Sunday, April 28, 2013

Trail grant is a win for Wallingford

As published in the Record Journal Sunday April 28, 2013

By Mary Mushinsky and Cathy Granucci

Wallingford’s Quinnipiac River Linear Trail is one of the town’s most used outdoor sites, even in its incomplete state. As is true for other town trails, completing the 6.7 mile project in Wallingford is a major effort, so supporters are doing it in phases.

With Phase III permits nearing completion, and funds already raised, bidding and construction will soon proceed to take the trail another 1.25 mile from the tunnel under the Wilbur Cross Parkway to Fireworks Island and Yalesville. The two sides of Wallingford will be linked in a safe, traffic-free manner for walkers and bicyclists. Now we have a federally funded opportunity to build another phase: the connection from the riverside trail to the Wallingford Senior Center, S.C.O.W., and Washington Street neighborhood.

This opportunity is in the form of a million dollar federal grant through the regional Council of Governments. The project received the highest score among all the competing projects in the South Central Connecticut region. It ranked number one, meaning that the federal dollars designated for alternative transportation will go to Wallingford’s project first. Yet former town councilor Mike Brodinsky questioned the project’s funding in his opinion of April 21st. Having won the competition, why should we decline our top-ranked grant and allow another town to claim these funds? The grant process requires the town to appropriate the $1 million in its budget in order to be reimbursed.

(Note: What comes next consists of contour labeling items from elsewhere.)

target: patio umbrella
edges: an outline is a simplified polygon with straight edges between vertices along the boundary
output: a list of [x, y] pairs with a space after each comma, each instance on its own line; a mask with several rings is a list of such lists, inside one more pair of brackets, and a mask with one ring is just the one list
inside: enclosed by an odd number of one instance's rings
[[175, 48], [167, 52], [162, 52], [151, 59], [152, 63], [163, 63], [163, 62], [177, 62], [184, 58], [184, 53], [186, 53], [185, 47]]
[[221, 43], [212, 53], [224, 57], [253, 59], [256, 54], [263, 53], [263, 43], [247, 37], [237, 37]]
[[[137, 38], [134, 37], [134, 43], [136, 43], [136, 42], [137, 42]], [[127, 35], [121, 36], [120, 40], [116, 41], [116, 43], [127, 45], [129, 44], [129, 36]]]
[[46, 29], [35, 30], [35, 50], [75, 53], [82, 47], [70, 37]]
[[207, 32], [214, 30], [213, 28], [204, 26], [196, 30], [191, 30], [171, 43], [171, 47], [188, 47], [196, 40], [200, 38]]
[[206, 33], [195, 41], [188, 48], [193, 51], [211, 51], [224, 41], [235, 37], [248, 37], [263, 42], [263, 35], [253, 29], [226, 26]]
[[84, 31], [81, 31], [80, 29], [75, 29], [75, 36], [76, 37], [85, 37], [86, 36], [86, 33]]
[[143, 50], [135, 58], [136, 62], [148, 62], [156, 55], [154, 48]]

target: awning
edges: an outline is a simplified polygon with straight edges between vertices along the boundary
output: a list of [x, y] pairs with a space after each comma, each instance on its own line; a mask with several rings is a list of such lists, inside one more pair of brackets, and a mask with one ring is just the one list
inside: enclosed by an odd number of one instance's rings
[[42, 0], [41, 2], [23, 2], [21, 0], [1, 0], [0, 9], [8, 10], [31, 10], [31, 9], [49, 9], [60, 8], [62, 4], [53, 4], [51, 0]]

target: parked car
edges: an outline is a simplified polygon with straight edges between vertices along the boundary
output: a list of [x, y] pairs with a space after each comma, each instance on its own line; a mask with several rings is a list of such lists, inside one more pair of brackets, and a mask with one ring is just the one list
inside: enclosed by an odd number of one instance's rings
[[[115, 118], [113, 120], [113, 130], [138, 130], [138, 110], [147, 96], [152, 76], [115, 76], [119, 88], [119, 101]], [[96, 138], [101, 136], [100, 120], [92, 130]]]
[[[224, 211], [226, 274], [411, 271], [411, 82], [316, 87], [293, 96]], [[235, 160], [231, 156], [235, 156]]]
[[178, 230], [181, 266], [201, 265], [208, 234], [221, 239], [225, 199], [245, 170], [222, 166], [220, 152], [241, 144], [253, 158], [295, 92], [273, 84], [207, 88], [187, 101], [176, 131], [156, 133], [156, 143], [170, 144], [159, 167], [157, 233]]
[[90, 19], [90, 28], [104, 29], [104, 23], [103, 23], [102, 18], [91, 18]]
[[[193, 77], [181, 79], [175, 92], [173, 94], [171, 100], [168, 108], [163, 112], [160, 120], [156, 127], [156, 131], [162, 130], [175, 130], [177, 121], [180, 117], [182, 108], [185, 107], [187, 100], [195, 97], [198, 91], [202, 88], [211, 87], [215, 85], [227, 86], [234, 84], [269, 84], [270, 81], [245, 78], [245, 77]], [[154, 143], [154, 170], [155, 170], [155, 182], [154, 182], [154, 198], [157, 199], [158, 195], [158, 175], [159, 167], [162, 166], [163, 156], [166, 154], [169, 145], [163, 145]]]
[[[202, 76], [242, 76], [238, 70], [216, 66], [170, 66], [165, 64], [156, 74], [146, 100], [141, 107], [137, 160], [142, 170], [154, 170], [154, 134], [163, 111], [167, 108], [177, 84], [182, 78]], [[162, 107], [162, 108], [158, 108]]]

The opinion piece questions the combination of senior center trail and Hall Avenue improvements. Hall Avenue funds are already in the town budget. While at first linking the two projects seemed unusual, in practice the combination made sense to the grant funders. First, there is an overlap in the physical work, as a new Hall Avenue paved walk will become part of the senior center trail, providing safe access to the senior center, S.C.O.W. and the densely populated Washington Street neighborhood. The paved walkway will replace an existing, intermittent sidewalk. Second, the project will allow people to move safely around the south perimeter of Community Lake. Third, ornamental lights, street trees and brickwork will enhance Route 150, one of the entrances to downtown Wallingford.

The senior center connection is a phase of the linear trail that links population centers to the rest of the trail. Trails are known to contribute to an increase in community health and fitness, and are crucial to reducing hypertension, anxiety, depression and diabetes, saving health costs.

This project was planned prior to the recession. Now, when money is tighter, Wallingford has the good fortune of coming in first in a regional competition for federal alternative transportation funds. It would truly be an unforgivable mistake to decline a $1 million grant, which would be eagerly welcomed by another municipality with a lower ranked project.

Rep. Mary Mushinsky and Cathy Granucci are co-chairs of the Quinnipiac River Linear Trail Advisory Committee.